WASHINGTON COUNTY - Counties hit hard by Hurricane Michael received a relief last week - Gov. Ron DeSantis announced a two week extension for debris removal.

Still, county officials are sticking to the deadlines previously set forth by the state until more clarification comes.

"At this time, it's just a tough situation," said Washington County Board of County Commissioners Chairman Tray Hawkins. "We appreciate everything the state has done. We have not taken out any additional loans, and that's strictly due to the state's help."

The final debris pass was slated for April 15, but has been extended to May 1.

However, that does not necessarily mean the deadline to have the dumping sites cleaned up and closed out, and invoices prepared, has changed, Hawkins noted.

"Our time frame is still the same. The county is still shooting for the last day in May," Hawkins said. "We're waiting on clarification from the state."

It's also important to note that the county is prepared to pick up what is already on the right of way according to the March 15 deadline, meaning, residents should not view the additional two weeks extension as an opportunity to add more debris.

More than a half of a million cubic yards of debris in the county has been hauled since the storm.

Gov. DeSantis has proven to be a faithful friend of the Panhandle survivor communities.

Earlier this year, the governor announced the Federal Emergency Management Agency would extend the days of full reimbursement for debris clean up from five to 45 days.
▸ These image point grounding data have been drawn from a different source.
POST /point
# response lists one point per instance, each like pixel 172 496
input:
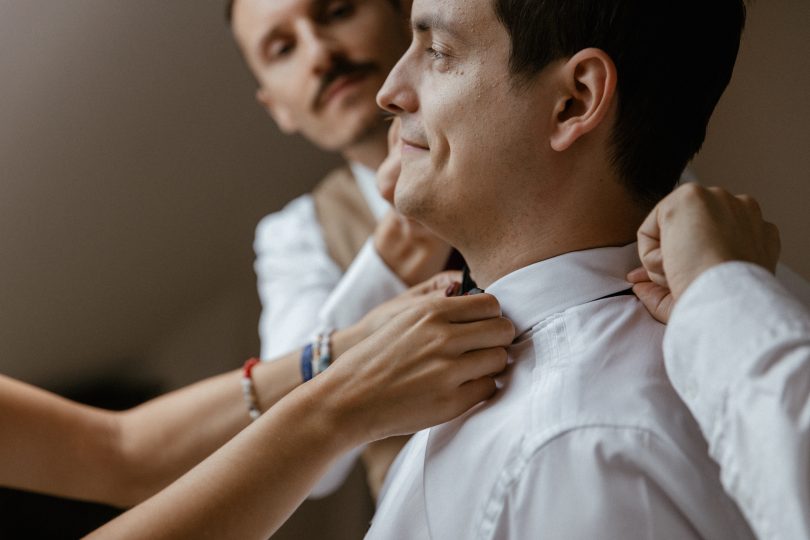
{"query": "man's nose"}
pixel 397 94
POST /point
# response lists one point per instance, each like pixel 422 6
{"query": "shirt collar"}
pixel 367 182
pixel 532 294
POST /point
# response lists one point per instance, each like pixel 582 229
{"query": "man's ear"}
pixel 589 81
pixel 281 115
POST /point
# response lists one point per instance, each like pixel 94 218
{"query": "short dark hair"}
pixel 674 61
pixel 229 8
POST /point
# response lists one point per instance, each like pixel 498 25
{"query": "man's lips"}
pixel 340 84
pixel 409 144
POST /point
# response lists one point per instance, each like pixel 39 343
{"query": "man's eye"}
pixel 340 10
pixel 280 49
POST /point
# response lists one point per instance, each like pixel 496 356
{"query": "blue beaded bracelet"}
pixel 306 363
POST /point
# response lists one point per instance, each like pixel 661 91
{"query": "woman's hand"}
pixel 435 287
pixel 432 362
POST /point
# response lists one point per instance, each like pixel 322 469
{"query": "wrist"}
pixel 343 340
pixel 329 404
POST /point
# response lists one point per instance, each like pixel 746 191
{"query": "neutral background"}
pixel 134 165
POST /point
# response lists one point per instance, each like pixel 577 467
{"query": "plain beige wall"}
pixel 134 166
pixel 759 139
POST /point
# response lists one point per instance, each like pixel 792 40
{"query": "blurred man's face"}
pixel 468 133
pixel 320 63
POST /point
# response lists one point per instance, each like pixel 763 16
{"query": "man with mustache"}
pixel 319 65
pixel 537 135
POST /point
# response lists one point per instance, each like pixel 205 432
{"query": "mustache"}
pixel 341 67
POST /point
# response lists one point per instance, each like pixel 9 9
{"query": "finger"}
pixel 478 335
pixel 472 393
pixel 653 262
pixel 461 309
pixel 658 300
pixel 481 363
pixel 439 282
pixel 638 275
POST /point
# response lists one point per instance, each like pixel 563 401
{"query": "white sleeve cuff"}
pixel 717 328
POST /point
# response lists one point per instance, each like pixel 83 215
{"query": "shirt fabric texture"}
pixel 737 350
pixel 586 439
pixel 303 291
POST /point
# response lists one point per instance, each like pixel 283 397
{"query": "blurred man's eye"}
pixel 279 49
pixel 339 10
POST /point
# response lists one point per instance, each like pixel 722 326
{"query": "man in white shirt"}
pixel 536 137
pixel 319 65
pixel 737 348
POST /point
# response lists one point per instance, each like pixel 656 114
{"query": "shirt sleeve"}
pixel 613 484
pixel 737 350
pixel 295 276
pixel 303 291
pixel 366 284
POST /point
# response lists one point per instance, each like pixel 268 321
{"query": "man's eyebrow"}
pixel 428 23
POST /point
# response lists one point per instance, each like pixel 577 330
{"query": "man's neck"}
pixel 541 233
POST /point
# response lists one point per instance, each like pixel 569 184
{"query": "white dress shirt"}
pixel 586 440
pixel 303 291
pixel 738 351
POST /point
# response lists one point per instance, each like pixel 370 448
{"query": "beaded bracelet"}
pixel 249 389
pixel 324 359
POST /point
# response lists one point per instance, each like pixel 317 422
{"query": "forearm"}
pixel 167 436
pixel 249 487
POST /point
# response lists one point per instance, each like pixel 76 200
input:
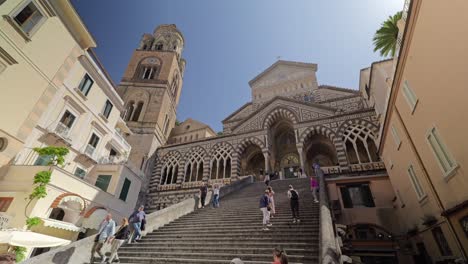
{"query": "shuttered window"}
pixel 125 189
pixel 439 149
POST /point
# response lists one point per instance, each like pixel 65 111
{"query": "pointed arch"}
pixel 277 113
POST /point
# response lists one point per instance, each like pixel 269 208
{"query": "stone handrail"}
pixel 330 252
pixel 79 251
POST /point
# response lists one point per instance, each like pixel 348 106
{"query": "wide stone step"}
pixel 226 256
pixel 219 249
pixel 128 260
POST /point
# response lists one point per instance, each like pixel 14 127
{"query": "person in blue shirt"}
pixel 265 207
pixel 135 219
pixel 106 231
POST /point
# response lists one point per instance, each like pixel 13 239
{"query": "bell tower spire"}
pixel 151 88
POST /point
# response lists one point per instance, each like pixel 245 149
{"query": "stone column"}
pixel 301 158
pixel 206 169
pixel 181 172
pixel 235 166
pixel 266 155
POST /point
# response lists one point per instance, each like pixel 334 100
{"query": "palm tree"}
pixel 385 38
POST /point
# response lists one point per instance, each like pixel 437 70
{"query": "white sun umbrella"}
pixel 21 238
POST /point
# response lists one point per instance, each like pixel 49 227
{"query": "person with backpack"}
pixel 267 179
pixel 264 207
pixel 118 239
pixel 135 219
pixel 203 192
pixel 314 187
pixel 293 196
pixel 215 196
pixel 279 257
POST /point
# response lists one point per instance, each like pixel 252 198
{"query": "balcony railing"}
pixel 122 140
pixel 62 130
pixel 112 160
pixel 89 150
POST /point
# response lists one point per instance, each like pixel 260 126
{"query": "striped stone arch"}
pixel 194 158
pixel 221 153
pixel 371 126
pixel 241 146
pixel 317 130
pixel 171 159
pixel 279 112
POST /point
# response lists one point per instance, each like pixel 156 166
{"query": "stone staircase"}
pixel 235 231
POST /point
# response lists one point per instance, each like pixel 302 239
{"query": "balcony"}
pixel 60 136
pixel 87 157
pixel 361 168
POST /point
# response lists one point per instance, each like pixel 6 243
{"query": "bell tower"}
pixel 151 88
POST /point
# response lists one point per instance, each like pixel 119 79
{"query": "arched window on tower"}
pixel 159 46
pixel 137 113
pixel 360 145
pixel 175 84
pixel 129 110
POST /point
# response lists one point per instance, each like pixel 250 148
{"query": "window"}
pixel 43 160
pixel 396 138
pixel 107 109
pixel 125 189
pixel 94 140
pixel 439 149
pixel 148 73
pixel 441 241
pixel 103 181
pixel 79 172
pixel 357 195
pixel 410 97
pixel 67 119
pixel 28 17
pixel 5 203
pixel 415 182
pixel 86 84
pixel 137 113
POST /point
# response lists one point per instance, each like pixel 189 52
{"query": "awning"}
pixel 22 238
pixel 60 225
pixel 95 219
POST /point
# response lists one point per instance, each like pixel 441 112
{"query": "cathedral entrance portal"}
pixel 252 162
pixel 290 165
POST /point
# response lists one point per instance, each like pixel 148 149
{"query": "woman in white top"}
pixel 216 195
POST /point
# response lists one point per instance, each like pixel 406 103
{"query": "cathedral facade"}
pixel 290 123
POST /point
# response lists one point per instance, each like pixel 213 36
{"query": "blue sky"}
pixel 229 42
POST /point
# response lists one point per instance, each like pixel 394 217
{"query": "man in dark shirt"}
pixel 203 193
The pronouncement came after he met with President Donald Trump that same week at the White House to discuss the struggles of the Panhandle areas impacted by Hurricane Michael.

On March 29, he announced that FDOT will receive $9.8 million from FEMA to reimburse the cost of debris cleanup in Jackson County.

"We're thankful for any additional hours they give us to close out the sites," Hawkins added. "We understand the situation we're in."